A Natural Approach To Health
Living With Alzheimer’s
I had a question the other day about Alzheimer’s.
Alzheimer’s disease causes a steady loss of memory and of how well you can speak, think, and carry on daily activities.
It always gets worse over time, but how quickly it happens varies.
Some people lose the ability to do daily activities early on.
Others may still do fairly well until much later in the disease.
The risk of getting Alzheimer’s disease increases as you get older.
But this doesn’t mean everyone will get it.
Having a relative with Alzheimer’s raises your risk of getting it, but most people with Alzheimer’s disease don’t have a family history of it.
For most people, the first symptom of Alzheimer’s disease is memory loss.
Often the person who has a memory problem doesn’t notice it, but family and friends do.
But the person with the disease may also know something is wrong.
As the disease gets worse, the person may:
>Have trouble making decisions.
>Be confused about what time and day it is.
>Get lost in places he or she knows well.
>Have trouble learning and remembering new information.
>Have trouble finding the right words.
>Have more trouble doing daily tasks like cooking a meal or paying bills.
The symptoms of Alzheimer’s get worse slowly over time.
As people with Alzheimer’s get worse, they may get restless and wander, especially in late afternoon and at night.
This is called sundowning.
Over time, they may also start to act very different.
They may withdraw from family and friends.
They may see or hear things that aren’t really there.
They may falsely believe others are lying, cheating, using them, or trying to harm them.
They may strike out at others.
Later, they may not be able to take care of themselves.
They may not know their loved ones when they see them.
They may forget how to eat, dress, bathe, use the toilet, or get up from a bed or a chair and walk.
There’s no cure for Alzheimer’s disease, but medicines may slow symptoms down for a while and make the disease easier to live with.
To deal with Alzheimer’s it’s beneficial to:
*Drink 6-8 cups of purified water daily hydrates body and brain cells and flushes toxins (whether thirsty or not!).
*Butcher’s broom promotes healthy circulation.
*Curry consumption seems to improve cognitive function.
*Ginkgo biloba extract, taken in liquid or capsule form, acts as an antioxidant and increases blood flow to the brain.

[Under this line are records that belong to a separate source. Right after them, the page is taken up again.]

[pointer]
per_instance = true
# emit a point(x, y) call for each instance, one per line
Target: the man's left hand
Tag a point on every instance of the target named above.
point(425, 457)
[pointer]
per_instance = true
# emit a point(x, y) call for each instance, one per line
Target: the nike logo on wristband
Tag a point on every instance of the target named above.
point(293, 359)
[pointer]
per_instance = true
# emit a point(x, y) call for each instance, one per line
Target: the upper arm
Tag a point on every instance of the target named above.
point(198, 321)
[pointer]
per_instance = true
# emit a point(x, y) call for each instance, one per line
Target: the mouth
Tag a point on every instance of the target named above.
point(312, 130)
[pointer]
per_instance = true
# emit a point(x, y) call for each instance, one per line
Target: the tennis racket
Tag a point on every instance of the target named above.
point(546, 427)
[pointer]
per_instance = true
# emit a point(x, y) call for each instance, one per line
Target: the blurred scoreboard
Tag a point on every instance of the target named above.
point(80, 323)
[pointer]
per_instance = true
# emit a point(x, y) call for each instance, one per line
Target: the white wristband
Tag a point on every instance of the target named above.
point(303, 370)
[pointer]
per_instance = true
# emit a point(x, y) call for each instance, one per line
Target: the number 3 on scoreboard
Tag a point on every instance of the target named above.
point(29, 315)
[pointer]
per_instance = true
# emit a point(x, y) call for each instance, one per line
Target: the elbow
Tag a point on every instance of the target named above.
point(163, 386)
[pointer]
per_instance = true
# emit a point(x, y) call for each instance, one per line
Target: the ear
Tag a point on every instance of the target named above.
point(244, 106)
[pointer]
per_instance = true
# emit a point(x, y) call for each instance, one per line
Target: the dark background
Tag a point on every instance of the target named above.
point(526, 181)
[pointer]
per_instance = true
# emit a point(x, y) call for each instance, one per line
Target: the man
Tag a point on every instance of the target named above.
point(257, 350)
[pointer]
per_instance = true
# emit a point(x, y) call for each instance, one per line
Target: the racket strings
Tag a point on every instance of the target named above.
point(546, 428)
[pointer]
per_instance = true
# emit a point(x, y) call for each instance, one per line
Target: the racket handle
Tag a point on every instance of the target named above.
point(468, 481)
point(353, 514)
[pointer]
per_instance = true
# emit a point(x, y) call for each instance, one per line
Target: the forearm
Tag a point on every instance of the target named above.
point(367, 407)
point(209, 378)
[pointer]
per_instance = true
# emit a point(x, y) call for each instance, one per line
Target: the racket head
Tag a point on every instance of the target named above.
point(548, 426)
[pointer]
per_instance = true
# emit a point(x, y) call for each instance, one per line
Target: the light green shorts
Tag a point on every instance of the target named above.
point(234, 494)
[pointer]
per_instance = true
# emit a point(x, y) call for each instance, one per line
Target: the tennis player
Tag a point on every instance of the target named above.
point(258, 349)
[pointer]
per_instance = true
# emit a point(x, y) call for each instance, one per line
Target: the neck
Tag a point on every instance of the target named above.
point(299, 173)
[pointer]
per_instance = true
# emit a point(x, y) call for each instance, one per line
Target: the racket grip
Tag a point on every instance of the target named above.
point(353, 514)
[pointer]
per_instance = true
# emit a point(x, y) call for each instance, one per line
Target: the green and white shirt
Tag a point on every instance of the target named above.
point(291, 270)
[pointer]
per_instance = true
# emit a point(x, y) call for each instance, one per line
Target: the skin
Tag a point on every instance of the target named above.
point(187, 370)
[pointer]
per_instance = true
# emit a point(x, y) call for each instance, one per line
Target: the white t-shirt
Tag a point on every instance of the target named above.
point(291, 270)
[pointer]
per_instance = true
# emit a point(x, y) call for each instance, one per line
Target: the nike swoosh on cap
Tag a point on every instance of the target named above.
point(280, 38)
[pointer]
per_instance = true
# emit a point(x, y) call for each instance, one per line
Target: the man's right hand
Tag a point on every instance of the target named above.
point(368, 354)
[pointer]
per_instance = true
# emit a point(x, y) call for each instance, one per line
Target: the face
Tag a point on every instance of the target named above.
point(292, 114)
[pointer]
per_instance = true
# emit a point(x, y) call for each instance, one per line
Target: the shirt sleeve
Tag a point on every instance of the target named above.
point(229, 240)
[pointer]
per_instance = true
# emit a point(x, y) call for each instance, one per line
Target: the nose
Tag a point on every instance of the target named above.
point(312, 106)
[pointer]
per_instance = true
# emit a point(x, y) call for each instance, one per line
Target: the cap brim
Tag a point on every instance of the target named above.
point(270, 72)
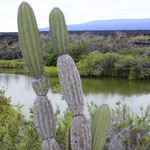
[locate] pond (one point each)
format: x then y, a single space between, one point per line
134 93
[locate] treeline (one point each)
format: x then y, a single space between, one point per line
95 55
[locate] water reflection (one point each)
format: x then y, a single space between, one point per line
104 90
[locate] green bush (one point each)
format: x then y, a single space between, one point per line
16 63
112 64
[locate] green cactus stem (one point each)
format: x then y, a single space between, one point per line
81 138
58 30
70 84
40 86
44 118
29 39
50 144
100 127
68 142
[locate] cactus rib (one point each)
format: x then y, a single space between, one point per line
58 30
44 117
70 84
100 127
30 39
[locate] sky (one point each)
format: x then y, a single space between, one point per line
75 11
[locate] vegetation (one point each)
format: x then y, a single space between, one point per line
112 64
15 63
131 130
120 48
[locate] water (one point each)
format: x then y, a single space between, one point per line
135 93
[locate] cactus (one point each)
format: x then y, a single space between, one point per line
100 126
30 40
80 134
58 30
44 117
50 144
70 84
40 86
79 131
68 142
32 52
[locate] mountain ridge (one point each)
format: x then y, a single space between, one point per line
113 24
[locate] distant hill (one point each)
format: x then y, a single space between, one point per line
115 24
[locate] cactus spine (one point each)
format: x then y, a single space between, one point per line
100 126
31 47
70 81
58 30
79 132
30 40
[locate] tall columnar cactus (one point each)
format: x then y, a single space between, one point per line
30 40
70 81
80 130
100 127
58 30
31 47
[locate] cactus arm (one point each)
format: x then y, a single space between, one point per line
100 126
58 30
30 40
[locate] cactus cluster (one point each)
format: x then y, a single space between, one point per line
81 134
32 51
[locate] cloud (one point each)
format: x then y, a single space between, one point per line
76 11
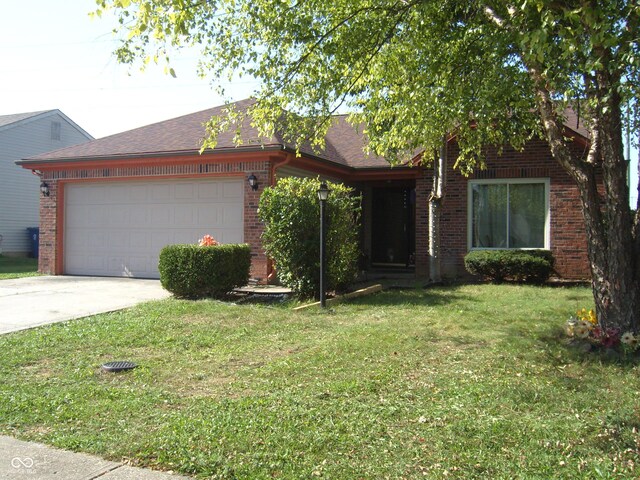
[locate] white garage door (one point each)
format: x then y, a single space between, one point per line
117 229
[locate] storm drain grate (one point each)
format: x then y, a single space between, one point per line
118 366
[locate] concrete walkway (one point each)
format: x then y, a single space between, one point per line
34 301
35 461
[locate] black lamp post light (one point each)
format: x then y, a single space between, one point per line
323 194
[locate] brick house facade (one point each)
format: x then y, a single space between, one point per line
168 152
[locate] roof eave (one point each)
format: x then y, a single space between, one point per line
26 163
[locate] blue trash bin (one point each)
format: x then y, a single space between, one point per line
34 239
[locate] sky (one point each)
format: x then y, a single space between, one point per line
53 55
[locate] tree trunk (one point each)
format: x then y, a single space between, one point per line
435 209
612 251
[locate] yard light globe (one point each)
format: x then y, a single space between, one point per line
323 192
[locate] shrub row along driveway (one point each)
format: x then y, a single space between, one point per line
30 302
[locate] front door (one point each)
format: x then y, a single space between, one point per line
393 232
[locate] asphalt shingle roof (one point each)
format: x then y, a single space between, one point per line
344 142
183 135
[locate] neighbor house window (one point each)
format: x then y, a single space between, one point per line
509 213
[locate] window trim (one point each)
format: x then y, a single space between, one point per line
506 181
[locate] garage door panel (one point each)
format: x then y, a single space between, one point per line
184 191
232 190
138 193
184 215
208 191
119 228
95 194
161 193
207 215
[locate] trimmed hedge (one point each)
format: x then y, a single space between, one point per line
191 271
291 214
529 266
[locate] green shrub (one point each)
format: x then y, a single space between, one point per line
530 266
291 213
192 271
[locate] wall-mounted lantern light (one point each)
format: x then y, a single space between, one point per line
253 182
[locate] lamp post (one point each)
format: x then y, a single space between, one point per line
323 194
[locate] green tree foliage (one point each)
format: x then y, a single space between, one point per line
489 71
291 213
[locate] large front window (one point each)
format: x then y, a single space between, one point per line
509 213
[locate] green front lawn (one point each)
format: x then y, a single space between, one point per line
16 267
458 382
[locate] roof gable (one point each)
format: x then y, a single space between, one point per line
14 120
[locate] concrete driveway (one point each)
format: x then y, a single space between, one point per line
30 302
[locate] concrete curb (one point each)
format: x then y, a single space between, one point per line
35 461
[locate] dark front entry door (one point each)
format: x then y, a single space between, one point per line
393 236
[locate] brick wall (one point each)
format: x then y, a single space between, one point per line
423 189
566 223
50 261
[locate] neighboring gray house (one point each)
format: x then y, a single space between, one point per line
23 135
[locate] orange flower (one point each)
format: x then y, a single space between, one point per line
207 241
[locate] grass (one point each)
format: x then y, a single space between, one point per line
17 267
458 382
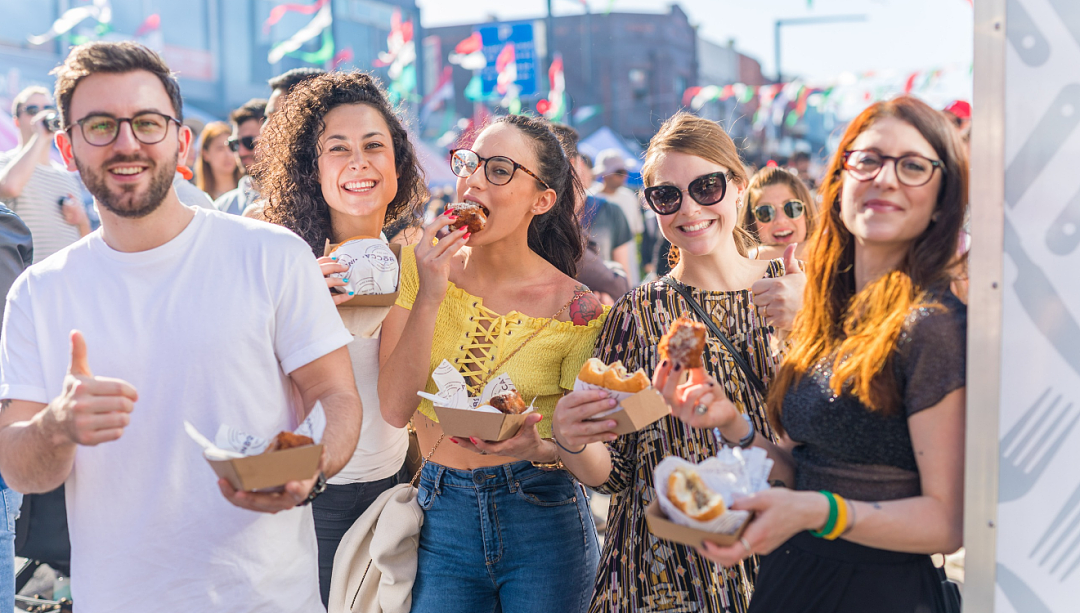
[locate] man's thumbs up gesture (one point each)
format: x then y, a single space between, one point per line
92 409
780 298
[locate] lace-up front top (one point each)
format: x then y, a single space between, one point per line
475 339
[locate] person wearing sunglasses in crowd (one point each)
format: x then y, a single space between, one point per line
41 192
869 403
505 528
365 176
696 184
780 212
246 123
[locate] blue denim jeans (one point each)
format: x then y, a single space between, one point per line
10 501
510 537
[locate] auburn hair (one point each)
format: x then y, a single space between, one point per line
859 331
777 176
685 133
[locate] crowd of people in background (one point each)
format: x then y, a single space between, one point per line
207 295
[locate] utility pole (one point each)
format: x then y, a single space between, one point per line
801 22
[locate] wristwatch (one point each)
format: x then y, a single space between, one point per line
319 488
556 465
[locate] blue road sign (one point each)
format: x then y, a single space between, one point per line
496 37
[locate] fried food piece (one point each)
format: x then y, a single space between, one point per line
469 214
613 377
288 440
684 342
691 495
510 403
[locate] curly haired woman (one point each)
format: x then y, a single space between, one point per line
336 163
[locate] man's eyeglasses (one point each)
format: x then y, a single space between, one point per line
767 213
247 141
705 190
31 110
498 169
149 127
912 171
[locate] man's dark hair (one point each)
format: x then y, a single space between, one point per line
287 80
116 58
255 108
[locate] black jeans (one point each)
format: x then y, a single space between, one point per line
336 511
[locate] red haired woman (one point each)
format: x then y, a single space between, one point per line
869 403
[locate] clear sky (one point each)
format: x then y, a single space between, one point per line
899 35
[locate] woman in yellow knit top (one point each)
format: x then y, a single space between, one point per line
504 527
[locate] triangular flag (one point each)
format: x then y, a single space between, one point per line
322 21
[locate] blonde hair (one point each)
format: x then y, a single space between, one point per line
685 133
204 176
777 176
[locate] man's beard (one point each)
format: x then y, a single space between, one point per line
125 203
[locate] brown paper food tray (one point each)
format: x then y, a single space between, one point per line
467 423
663 528
638 411
374 299
269 470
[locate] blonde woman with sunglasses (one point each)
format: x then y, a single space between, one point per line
780 212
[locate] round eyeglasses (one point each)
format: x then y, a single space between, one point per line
149 127
766 213
705 190
498 168
912 171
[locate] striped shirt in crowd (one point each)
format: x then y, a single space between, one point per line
38 206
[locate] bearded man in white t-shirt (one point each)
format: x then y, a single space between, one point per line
194 315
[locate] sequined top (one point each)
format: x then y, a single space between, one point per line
473 338
637 571
845 448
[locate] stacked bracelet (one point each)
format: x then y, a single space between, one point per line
837 522
833 512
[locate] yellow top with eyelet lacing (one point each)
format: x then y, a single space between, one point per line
475 339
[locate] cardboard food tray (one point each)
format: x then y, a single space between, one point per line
637 411
663 528
272 470
374 299
484 425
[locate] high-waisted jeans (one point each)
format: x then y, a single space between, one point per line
510 537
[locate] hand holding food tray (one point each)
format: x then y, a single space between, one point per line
253 463
639 405
497 414
692 500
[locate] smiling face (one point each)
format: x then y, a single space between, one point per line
694 228
512 206
883 210
129 178
782 230
356 165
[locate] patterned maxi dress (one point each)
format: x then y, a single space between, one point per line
638 572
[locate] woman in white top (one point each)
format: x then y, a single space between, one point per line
336 164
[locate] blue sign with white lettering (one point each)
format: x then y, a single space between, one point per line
496 38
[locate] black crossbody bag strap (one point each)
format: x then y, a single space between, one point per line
705 318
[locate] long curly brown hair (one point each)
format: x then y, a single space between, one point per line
859 330
287 155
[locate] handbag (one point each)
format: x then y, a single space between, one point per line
41 531
375 564
707 321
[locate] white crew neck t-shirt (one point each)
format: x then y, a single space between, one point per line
205 327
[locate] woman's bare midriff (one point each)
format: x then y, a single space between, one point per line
448 453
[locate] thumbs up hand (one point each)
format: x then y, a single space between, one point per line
780 298
92 409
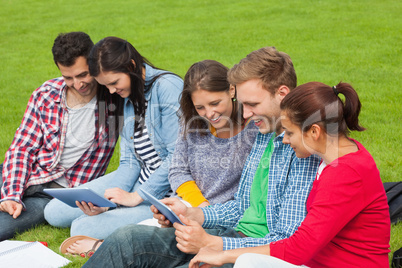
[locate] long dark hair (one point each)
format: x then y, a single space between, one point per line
113 54
207 75
317 103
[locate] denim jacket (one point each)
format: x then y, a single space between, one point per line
162 124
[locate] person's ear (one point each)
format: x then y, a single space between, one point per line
315 131
132 67
232 91
282 91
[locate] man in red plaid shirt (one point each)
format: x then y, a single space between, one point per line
64 139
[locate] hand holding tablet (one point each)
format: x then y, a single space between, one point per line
165 210
70 195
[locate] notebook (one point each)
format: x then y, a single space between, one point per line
29 254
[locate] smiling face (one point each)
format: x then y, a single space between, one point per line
301 142
119 83
259 105
78 79
216 107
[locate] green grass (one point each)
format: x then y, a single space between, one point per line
328 40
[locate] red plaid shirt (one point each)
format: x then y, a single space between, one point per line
34 155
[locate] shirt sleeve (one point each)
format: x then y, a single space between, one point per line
337 201
286 207
168 92
21 154
179 171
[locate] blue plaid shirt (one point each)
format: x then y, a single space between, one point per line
290 181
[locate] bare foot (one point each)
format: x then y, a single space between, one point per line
82 246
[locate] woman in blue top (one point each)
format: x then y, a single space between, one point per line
148 134
215 139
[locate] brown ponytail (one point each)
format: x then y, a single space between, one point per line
317 103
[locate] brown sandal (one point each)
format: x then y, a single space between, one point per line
71 240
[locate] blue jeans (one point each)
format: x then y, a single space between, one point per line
102 225
146 246
35 201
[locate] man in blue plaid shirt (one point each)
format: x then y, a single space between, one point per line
269 204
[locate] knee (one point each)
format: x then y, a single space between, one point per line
243 261
53 214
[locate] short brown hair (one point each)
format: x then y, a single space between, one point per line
272 67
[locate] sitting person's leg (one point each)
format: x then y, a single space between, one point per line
145 246
35 201
111 220
252 260
59 214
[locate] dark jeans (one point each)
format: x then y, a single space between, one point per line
35 201
146 246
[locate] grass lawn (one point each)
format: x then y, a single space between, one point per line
356 41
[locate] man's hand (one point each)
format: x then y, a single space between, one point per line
210 258
11 207
119 196
175 205
191 237
89 209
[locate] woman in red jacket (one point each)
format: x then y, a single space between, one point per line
347 222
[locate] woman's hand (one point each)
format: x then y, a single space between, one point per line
210 258
11 207
175 205
89 208
191 237
121 197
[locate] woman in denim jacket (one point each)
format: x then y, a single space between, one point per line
149 104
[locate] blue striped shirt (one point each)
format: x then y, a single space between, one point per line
290 181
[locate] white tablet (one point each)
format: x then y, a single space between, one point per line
70 195
165 210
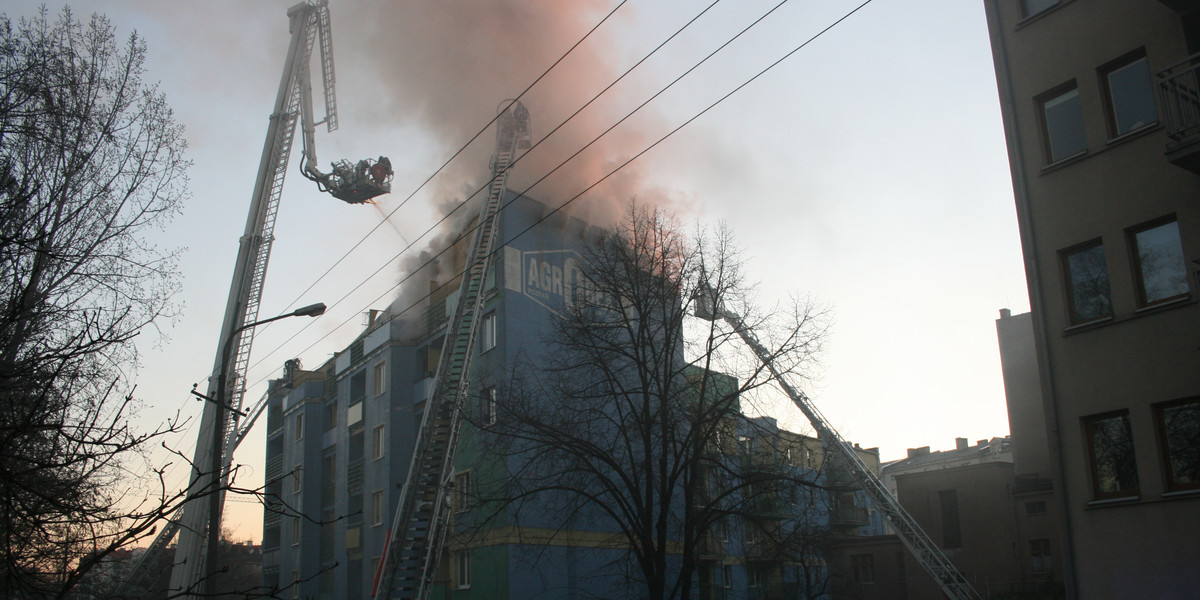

Take 100-200 mg of ginkgo biloba extract 3 times daily. (Don’t take if you have a bleeding disorder, or are scheduled for surgery or a dental procedure.)
*Valerian root improves sleep patterns when taken at bedtime.
*Keeping your brain busy may help slow down the progression of the disease. This means keeping active and intellectually involved, as well as getting plenty of exercise.
*Eat a well-balanced diet of natural foods.
*Have a hair analysis to rule out the possibility of heavy metal intoxication as the cause of symptoms.
*Include plenty of fiber in your diet. Try oat bran or rice bran.
*Have allergy testing performed to rule out environmental and/or food allergies.
*Avoid alcohol, cigarette smoke, processed foods, and environmental toxins, especially metals like aluminum and mercury. Smoking more than doubles the risk of developing dementia and Alzheimer’s disease.
*Increase life-giving, enzyme and nutrient rich, fresh, RAW fruits and veggies (preferably organic); consider fresh juicing.
*Support digestion, liver and colon; consider liver and/or colon cleanse; ensure daily (2x) bowel movements.
*Increase oxygen; deep breathing exercises, yoga, etc.
*Decrease toxic cleaning, laundry and personal care products.
*Decrease toxins/heavy metals exposure; avoid aluminum-containing items.
*Avoid MSG and all artificial sweeteners as they’re neurotoxins.